« Toute l'eau des océans ne suffirait pas à éteindre le feu de l'Amour. Et toute l'eau des fleuves serait incapable de le noyer. Imaginons quelqu'un qui offrirait tous ses biens pour acheter l'amour :
il ne manquerait pas de recueillir le mépris » (Cantiques des Cantiques : 8 : 7)
Hold-up sur le SAMVA : tenants et aboutissants par le journal TeloNohorefy
La Une de Telo Nohorefy du 9 septembre 2008
SAMVA
C’est fait. Sans crier gare. C’est le journal bi-hebdomadaire entièrement en langue malagasy « Telo Nohorefy », dans sa livraison du mardi 9 septembre 2008 qui nous livre les tenants et aboutissements de ce véritable hold-up sous couvert du pouvoir central. Traduction.
« Il y a 230 millliards que le pouvoir Ravalomanana entend aussi accaparer »

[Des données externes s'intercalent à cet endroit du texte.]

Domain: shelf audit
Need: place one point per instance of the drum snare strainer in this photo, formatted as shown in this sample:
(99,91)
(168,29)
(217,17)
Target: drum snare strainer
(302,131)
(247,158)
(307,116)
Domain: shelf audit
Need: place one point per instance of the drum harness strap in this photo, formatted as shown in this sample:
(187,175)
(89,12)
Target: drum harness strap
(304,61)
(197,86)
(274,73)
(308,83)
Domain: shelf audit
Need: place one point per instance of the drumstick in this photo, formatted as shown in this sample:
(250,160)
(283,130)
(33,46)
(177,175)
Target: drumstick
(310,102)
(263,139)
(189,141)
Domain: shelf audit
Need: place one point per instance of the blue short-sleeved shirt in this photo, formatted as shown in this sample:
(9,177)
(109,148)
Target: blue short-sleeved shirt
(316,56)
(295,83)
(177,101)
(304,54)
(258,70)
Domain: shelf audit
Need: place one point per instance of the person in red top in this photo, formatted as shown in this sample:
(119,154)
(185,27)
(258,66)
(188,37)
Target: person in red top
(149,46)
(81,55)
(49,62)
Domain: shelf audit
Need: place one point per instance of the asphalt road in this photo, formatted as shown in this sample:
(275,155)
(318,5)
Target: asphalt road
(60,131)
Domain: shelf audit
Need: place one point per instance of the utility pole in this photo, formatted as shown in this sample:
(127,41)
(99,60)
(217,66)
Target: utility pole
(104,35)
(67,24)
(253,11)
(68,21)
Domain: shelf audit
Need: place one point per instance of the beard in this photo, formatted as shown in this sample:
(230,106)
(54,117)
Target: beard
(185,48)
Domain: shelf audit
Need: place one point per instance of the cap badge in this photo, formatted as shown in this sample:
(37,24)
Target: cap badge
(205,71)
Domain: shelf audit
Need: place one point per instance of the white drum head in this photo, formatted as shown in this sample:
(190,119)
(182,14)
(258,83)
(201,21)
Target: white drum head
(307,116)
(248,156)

Vendredi dernier, le premier responsable d’une société française oeuvrant dans la transformation des ordures ménagères en usine était dans la Capitale de Madagascar. Il s’agissait d’une visite de travail faisant suite à celle effectuée par le Maire Andry Rajoelina en France, du 6 au 13 février 2008. A cette époque, un protocole d’accord avait été signé, portant sur la construction d’une usine de transformation des ordures ménagères de la Capitale. Le financement initial de ce projet s’élève à quelque 20 millions d’euros, soit 230 milliards d’anciens francs malagasy ou encore 46.000 millions d’ariary environ.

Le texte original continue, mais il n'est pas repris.